1) First, we lock tpcds.store_sales_cpa in view store_sales in
TD_MAP1 for access, we lock TPCDS.store in TD_MAP1 for access, we
lock TPCDS.date_dim in TD_MAP1 for access, and we lock
TPCDS.household_demographics in TD_MAP1 for access.
2) Next, we execute the following steps in parallel.
1) We do an all-AMPs RETRIEVE step in TD_MAP1 from
TPCDS.date_dim by way of an all-rows scan with a condition of
("(TPCDS.date_dim.d_dow = 1) AND ((TPCDS.date_dim.d_year >=
1999) AND (TPCDS.date_dim.d_year <= 2001 ))") into Spool 3
(all_amps), which is duplicated on all AMPs in TD_Map1. Then
we do a SORT to partition by rowkey. The size of Spool 3 is
estimated with high confidence to be 11,304 rows (192,168
bytes). The estimated time for this step is 0.01 seconds.
2) We do an all-AMPs RETRIEVE step in TD_MAP1 from
TPCDS.household_demographics by way of an all-rows scan with
a condition of (
"(TPCDS.household_demographics.hd_vehicle_count >= 3) OR
(TPCDS.household_demographics.hd_dep_count = 6)") into Spool
4 (all_amps), which is duplicated on all AMPs in TD_Map1.
The size of Spool 4 is estimated with low confidence to be
224,640 rows (3,818,880 bytes). The estimated time for this
step is 0.01 seconds.
3) We do an all-AMPs RETRIEVE step in TD_MAP1 from TPCDS.store
by way of an all-rows scan with a condition of (
"(TPCDS.store.s_number_employees <= 295) AND
(TPCDS.store.s_number_employees >= 200)") into Spool 5
(all_amps), which is duplicated on all AMPs in TD_Map1. The
size of Spool 5 is estimated with high confidence to be
90,792 rows (3,540,888 bytes). The estimated time for this
step is 0.01 seconds.
3) We do an all-AMPs JOIN step in TD_Map1 from 3 left sources, which
is joined to 20718 combined partitions (9 column partitions) of
tpcds.store_sales_cpa in view store_sales using a 4-way dynamic
hash join. The left sources are:
a) Spool 3 (Last Use) by way of an all-rows scan, with a join
condition of ("ss_sold_date_sk =
tpcds.store_sales_cpa.d_date_sk") enhanced by dynamic
partition elimination.
b) Spool 4 (Last Use) by way of an all-rows scan, with a join
condition of ("ss_hdemo_sk = hd_demo_sk").
c) Spool 5 (Last Use) by way of an all-rows scan, with a join
condition of ("ss_store_sk = s_store_sk").
The result goes into Spool 2 (all_amps), which is built
locally on the AMPs. The result spool file will not be
cached in memory.

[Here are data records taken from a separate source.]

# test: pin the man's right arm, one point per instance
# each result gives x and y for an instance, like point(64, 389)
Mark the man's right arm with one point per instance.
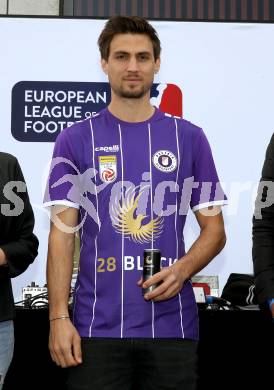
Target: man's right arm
point(263, 234)
point(64, 340)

The size of Spool 2 is estimated with low
confidence to be 280,646,263 rows (15,996,836,991 bytes).
The estimated time for this step is 24.38 seconds.
4) We do an all-AMPs SUM step in TD_Map1 to aggregate from Spool 2 by
way of an all-rows scan, grouping by field1 (ss_ticket_number
,ss_customer_sk ,ss_addr_sk ,s_city). Aggregate Intermediate
Results are computed globally, then placed in Spool 7 in TD_Map1.

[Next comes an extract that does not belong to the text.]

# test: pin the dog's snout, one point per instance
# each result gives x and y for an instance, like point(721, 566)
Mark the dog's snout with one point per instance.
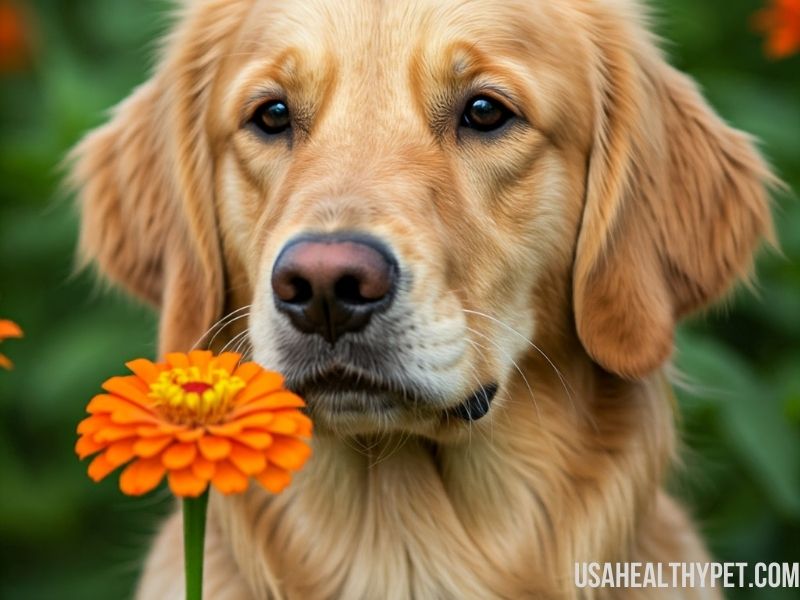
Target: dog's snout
point(331, 285)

The aggregate spool file will not be cached in memory. The size
of Spool 7 is estimated with low confidence to be 280,646,263 rows
(38,448,538,031 bytes). The estimated time for this step is 4
minutes and 44 seconds.
5) We do an all-AMPs RETRIEVE step in TD_Map1 from Spool 7 by way of
an all-rows scan into Spool 1 (group_amps), which is built locally
on the AMPs. The result spool file will not be cached in memory.

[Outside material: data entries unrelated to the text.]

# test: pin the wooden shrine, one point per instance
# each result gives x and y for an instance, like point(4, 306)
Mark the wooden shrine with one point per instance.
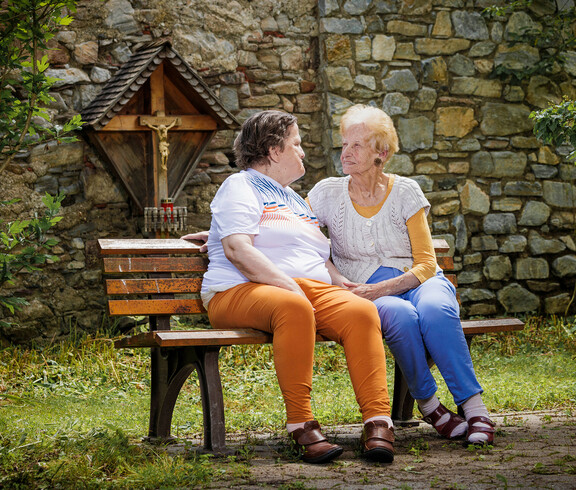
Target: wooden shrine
point(151, 123)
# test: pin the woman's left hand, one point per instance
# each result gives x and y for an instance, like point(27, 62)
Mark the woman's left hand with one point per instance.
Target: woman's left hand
point(367, 291)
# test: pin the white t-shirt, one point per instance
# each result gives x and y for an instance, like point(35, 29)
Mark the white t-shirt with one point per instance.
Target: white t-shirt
point(284, 228)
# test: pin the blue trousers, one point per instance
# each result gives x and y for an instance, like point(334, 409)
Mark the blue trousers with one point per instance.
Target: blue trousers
point(427, 318)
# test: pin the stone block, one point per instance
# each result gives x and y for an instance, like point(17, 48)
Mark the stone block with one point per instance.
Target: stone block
point(357, 7)
point(339, 77)
point(461, 65)
point(401, 165)
point(338, 48)
point(484, 243)
point(406, 28)
point(516, 299)
point(539, 245)
point(474, 200)
point(395, 103)
point(499, 224)
point(455, 121)
point(416, 133)
point(507, 204)
point(435, 71)
point(442, 25)
point(559, 194)
point(341, 26)
point(565, 266)
point(468, 295)
point(535, 213)
point(477, 87)
point(469, 25)
point(363, 48)
point(513, 244)
point(517, 57)
point(428, 168)
point(440, 47)
point(425, 99)
point(544, 171)
point(446, 208)
point(516, 188)
point(469, 277)
point(383, 47)
point(498, 268)
point(531, 268)
point(555, 305)
point(505, 119)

The size of Spool 1 is estimated with low confidence to be
280,646,263 rows (33,958,197,823 bytes). The estimated time for
this step is 22.41 seconds.
6) Finally, we send out an END TRANSACTION step to all AMPs involved
in processing the request.
-> The contents of Spool 1 are sent back to the user as the result of
statement 1. The total estimated time is 5 minutes and 31 seconds.